Inserting Data

Note

Presto is supported on AWS, Azure, and GCP Cloud platforms; see QDS Components: Supported Versions and Cloud Platforms.

You may want to write results of a query into another Hive table or to a Cloud location. QDS Presto supports inserting data into (and overwriting) Hive tables and Cloud directories, and provides an INSERT command for this purpose. It is currently available only in QDS; Qubole is in the process of contributing it to open-source Presto.

Keep in mind that Hive is a better option for large scale ETL workloads when writing terabytes of data; Presto’s insertion capabilities are better suited for tens of gigabytes.

The INSERT syntax is very similar to Hive’s INSERT syntax.

Let us use default_qubole_airline_origin_destination as the source table in the examples that follow; it contains flight itinerary information.

Cloud Directories

You can write the result of a query directly to Cloud storage in a delimited format; for example:

INSERT INTO directory '<scheme>qubole.com-siva/experiments/quarterly_breakdown'
SELECT origin,
       quarter,
       count(*) AS c
FROM default_qubole_airline_origin_destination
WHERE YEAR='2007'
GROUP BY quarter,
     origin;

<scheme> is the Cloud-specific URI scheme: gs:// for GCP.

Here is a preview of what the result file looks like using cat -v. Fields in the results are ^A (ASCII code \x01) separated.

"DFW"^A1^A334973
"LAX"^A1^A216789
"OXR"^A1^A456
"HNL"^A1^A78271
"IAD"^A1^A115924
"ALB"^A1^A20779
"ORD"^A1^A414078

Simple Hive Tables

The target Hive table can be delimited, CSV, ORC, or RCFile. Qubole does not support inserting into Hive tables using custom input formats and serdes. You can create a target table in delimited format using the following DDL in Hive.

CREATE TABLE quarter_origin (quarter string, origin string, count int)
ROW FORMAT DELIMITED
FIELDS TERMINATED BY '|'
STORED AS TEXTFILE;

Run desc quarter_origin to confirm that the table is familiar to Presto. It can take up to 2 minutes for Presto to pick up a newly created table in Hive. Now run the following insert statement as a Presto query.

INSERT INTO TABLE quarter_origin
SELECT quarter,
       origin,
       count(*)
FROM default_qubole_airline_origin_destination
WHERE YEAR='2007'
GROUP BY quarter,
     origin;

You can now run queries against quarter_origin to confirm that the data is in the table.

SELECT *
FROM quarter_origin LIMIT 5;

Similarly, you can overwrite data in the target table by using the following query.
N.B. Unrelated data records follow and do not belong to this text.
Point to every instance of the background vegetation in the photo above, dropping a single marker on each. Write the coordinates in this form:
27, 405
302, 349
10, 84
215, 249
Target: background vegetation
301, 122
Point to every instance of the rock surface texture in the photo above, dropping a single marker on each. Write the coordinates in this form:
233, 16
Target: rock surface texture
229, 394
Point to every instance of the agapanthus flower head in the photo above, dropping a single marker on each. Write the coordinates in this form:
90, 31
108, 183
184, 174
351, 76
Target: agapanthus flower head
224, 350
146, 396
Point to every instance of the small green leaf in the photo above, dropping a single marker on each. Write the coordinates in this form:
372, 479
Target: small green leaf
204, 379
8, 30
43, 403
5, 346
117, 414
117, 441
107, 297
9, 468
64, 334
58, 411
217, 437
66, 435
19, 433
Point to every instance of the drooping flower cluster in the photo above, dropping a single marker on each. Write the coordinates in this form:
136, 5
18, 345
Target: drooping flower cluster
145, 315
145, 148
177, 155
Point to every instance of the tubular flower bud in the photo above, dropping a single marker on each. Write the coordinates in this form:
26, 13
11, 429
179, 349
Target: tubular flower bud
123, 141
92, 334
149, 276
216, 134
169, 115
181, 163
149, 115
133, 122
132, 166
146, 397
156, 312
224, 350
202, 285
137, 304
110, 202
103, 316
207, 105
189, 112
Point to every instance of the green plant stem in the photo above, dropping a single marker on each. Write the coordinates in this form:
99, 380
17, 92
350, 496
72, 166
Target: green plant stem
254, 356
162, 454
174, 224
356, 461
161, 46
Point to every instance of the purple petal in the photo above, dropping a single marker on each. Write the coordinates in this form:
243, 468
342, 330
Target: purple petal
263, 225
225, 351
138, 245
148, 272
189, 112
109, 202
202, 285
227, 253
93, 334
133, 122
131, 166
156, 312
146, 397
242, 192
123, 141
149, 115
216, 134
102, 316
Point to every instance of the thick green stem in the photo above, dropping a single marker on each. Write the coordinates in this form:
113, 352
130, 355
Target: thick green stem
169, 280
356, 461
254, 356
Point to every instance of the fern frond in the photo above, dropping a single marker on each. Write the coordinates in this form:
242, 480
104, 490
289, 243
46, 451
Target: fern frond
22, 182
INSERT OVERWRITE TABLE quarter_origin
SELECT quarter,
       origin,
       count(*)
FROM default_qubole_airline_origin_destination
WHERE YEAR='2007'
GROUP BY quarter,
     origin;

Partitioned Hive Tables

You can also partition the target Hive table; for example (run this in Hive):

CREATE TABLE quarter_origin_p (origin string, count int)
PARTITIONED BY (quarter string)
ROW FORMAT DELIMITED
FIELDS TERMINATED BY '|'
STORED AS TEXTFILE;

Now you can insert data into this partitioned table in a similar way. The only catch is that the partitioning column must appear at the very end of the select list. In the below example, the column quarter is the partitioning column.

INSERT INTO TABLE quarter_origin_p
SELECT origin,
       count(*),
       quarter
FROM default_qubole_airline_origin_destination
WHERE YEAR='2007'
GROUP BY quarter,
     origin;

Note that the partitioning attribute can also be a constant. You can use overwrite instead of into to erase previous content in partitions.

Configuring the Concurrent Writer Tasks Per Query

Caution

Use this configuration judiciously to prevent overloading the cluster due to excessive resource utilization. So it is recommended to use higher value through session properties for queries which generate bigger outputs. For example, ETL jobs.

Presto provides a configuration property to define the per-node-count of Writer tasks for a query. You can set it at a cluster level and a session level. By default, when inserting data through INSERT OR CREATE TABLE AS SELECT operations, one Writer task per worker node is created which can slow down the query if there there is a lot of data that needs to be written. In such cases, you can use the task_writer_count session property but you must set its value in power of 2 to increase the number of Writer tasks per node. This eventually speeds up the data writes.

The cluster-level property that you can override in the cluster is task.writer-count. You must set its value in power of 2.